Tuesday, July 31, 2012

Ideal Intelligent Design Conference

johnnyb asked over at UD to make proposals for a mid-level ID conference. Here is my proposal: 

1. Practical, useful applications of ID to hard domains, and hard aspects of other domains: engineering, science, mathematics, economics, politics, psychology. The use of ID must depend unequivocally on ID theory, there must be no way to account for the application other than within an ID paradigm, as formally defined by Dembski's complex specified information. Even better if it is derived from CSI.  Examples: CSIC and stock market predictions.

The emphasis here is something that will make a lot of money/wealth, and unequivocally based on/derived from ID.  This topic should be the primary focus of the conference.  Bonus points if it can be shown ID is the best paradigm for making a lot of money/wealth.

2. New areas of intellectual investigation, new kinds of concepts that ID implies.  Includes solving well defined, hard, unsolved problems, such as problems with epistemology and inductivism in philosophy. Again, previous qualification applies, cannot be accounted for, derived from any other sort of theory.  Examples: linking epistemology to ontology and CSI extracted from natural sciences.

3. Metaphysical, philosophical foundations/implications of ID. I.e. libertarian free will, tensed theory of time (in reference to W. Craig's distinction between A/B theories of time), real contingency, synthetic truths, substance dualism? etc. Bonus points for showing ID is compatible with concepts that are traditionally considered anti-thetical to ID, such as atheism, physicalism, determinism etc.  Examples: atheism and supernaturalism.

4. Debunking faux Intelligent Design concepts. Consists of showing a supposedly ID concept can be accounted for within a paradigm antithetical or ambivalent to ID.  Example: Neoplatonism.

5. Showing existing concepts not already connected to Intelligent Design can only be accounted for within ID.  Examples: capitalism and SETI.

6. Experiments, proposals for practical experiments to falsify/verify ID.  Emphasis will be on experiments that either already have results, or show great promise of generating results within 1 year.  Example: Stylus and CSIC.

I am not interested in using ID as a "metaphor" for concepts that aren't unambiguously implicated by ID. For example, hard-Calvinism would not be ID, even though it would qualify as Creationism. So, in general, the conference would accept anything that can be shown to unambiguously implicate ID, and nothing antithetical nor ambivalent to ID.

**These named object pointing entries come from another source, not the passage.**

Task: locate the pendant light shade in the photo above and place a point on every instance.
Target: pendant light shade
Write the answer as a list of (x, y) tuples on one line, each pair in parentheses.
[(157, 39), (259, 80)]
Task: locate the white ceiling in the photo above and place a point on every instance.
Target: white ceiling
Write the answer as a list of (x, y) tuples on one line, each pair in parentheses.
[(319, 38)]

This conference is the only way for ID to make true intellectual progress.  It is the only kind of ID conference I am interested in.

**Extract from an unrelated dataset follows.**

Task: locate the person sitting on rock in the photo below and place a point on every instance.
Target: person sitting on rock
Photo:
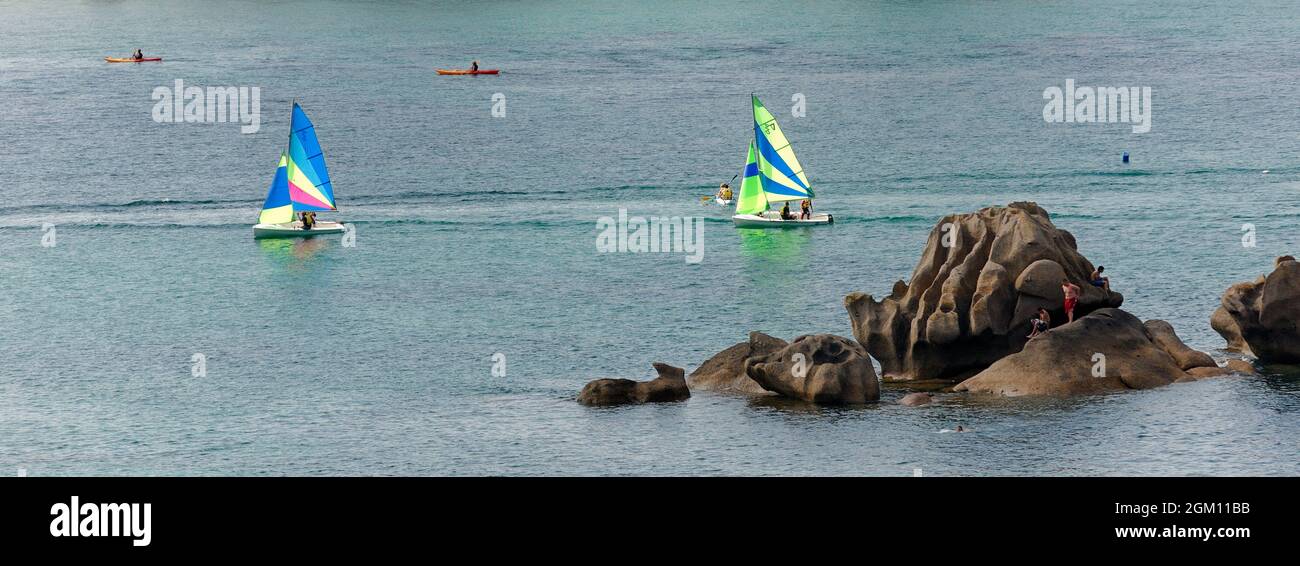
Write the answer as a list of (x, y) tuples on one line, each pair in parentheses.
[(1099, 281), (1071, 298), (1040, 323)]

Intelligent Design Links Epistemology to Ontology (Part 2)

Part 1 pointed out that while Dr. Searle's Chinese Room Argument may successfully preserve a non-mechanical intuition of intelligence, it does so at the cost of eliminating our ability to detect other intelligences.  The argument saves our mind by beheading us, to put the problem figuratively.

Intelligent Design provides a way for us to sew our heads back onto our bodies.  While the Chinese room shows there is a logical difference between syntax and semantics, there may be more to the story. While semantics cannot be embedded within syntax, syntax may embed the signs of semantics.  In other words, certain syntactical sentences may possess properties that show they contain meaning, even if the signs do not display what the meaning is that is contained.

As an analogy, consider buildings and occupants.  Many different types of occupants can be contained by many different types of buildings, and the building exterior in itself may not tell you anything about its occupants.  This is why we have signs.  The signs tell us that something of interest is contained within the building, even if we might not understand what that something is.

ID makes this very same claim about syntax.  Certain syntactical configurations exhibit a property known as complex specified information.  This property is only exhibited when the configuration is the product of an intelligent agent.  This property cannot tell us, by itself, whether the configuration possesses meaning.  However, since we know only intelligent agents create meaning, it tells us that the configuration may possess meaning.  While we might interpret some product of natural forces to be meaningful, it is not actually intentionally communicating meaning to us.  The communication of meaning is only something that intelligent agents do.

This is how ID sews our heads back on.  Even though it does not give us access to the semantics, it at least is a definitive signpost telling us that minds other than our own exist, and based on introspection, we know that these other minds are capable of and possibly interested in communicating.  Thus, when we perceive meaning in an identified product of intelligent agency, we have good reason to believe that the meaning is real.  And that is how ID allows us to use the exterior syntax of the Chinese room to access interior semantics of the translator's mind.